The intent of the present study was to examine the associations among differentiation of self, resilience and hope. Extending Bowen’s family systems theory to adolescents in a middle eastern culture, we anticipated age and gender-based differences in the level of the constructs as well as in the associations among them. Employing a multistage cluster sampling procedure, a sample of 300 adolescents (132 girls and 168 boys) ranging in age from 14 to 19 years old (M = 16.36 years; SD = 1.24) were recruited from junior and senior high schools in Khoramabad. Data were collected through self-report measures, Differentiation of Self Inventory, Connor-Davidson Resilience Scale and Snyder Hope Scale, and analyzed via descriptive statistics, correlations and bootstrap analyses.

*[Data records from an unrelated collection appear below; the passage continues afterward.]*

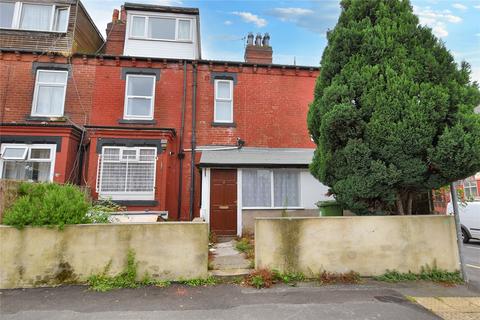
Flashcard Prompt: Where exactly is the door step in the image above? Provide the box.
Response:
[217,236,236,243]
[208,269,252,278]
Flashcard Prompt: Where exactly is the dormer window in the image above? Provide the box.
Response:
[130,15,192,41]
[0,1,70,32]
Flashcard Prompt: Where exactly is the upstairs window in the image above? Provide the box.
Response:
[0,144,56,181]
[0,2,70,32]
[463,176,479,201]
[124,74,156,120]
[32,70,68,117]
[213,80,233,123]
[97,147,157,200]
[130,16,192,41]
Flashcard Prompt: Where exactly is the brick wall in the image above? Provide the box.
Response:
[0,52,318,220]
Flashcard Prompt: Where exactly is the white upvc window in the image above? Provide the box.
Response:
[124,74,156,120]
[97,147,157,200]
[463,176,479,200]
[213,80,233,123]
[130,15,193,42]
[242,169,301,209]
[0,1,70,32]
[0,143,57,182]
[32,70,68,117]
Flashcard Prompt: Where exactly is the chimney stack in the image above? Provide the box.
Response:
[245,32,273,64]
[105,6,127,55]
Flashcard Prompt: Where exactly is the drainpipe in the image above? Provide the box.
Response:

Higher scores of differentiation were related to greater resilience and hope. Scores on I-position, emotional cutoff and fusion with others were also associated with resilience and hope. Age and gender differences emerged in certain components of differentiation. However, a moderated mediation analysis revealed no moderating effects of age and gender in the association between differentiation and resilience. Separate gender based bootstrapping results for mediation highlighted the specific indirect paths that resilience has in the relationship between I-position and hope in adolescent boys and between emotional closeness (low emotional cutoff) and hope in adolescent girls. Findings are discussed with regard to the cross-cultural validity of Bowen family systems theory.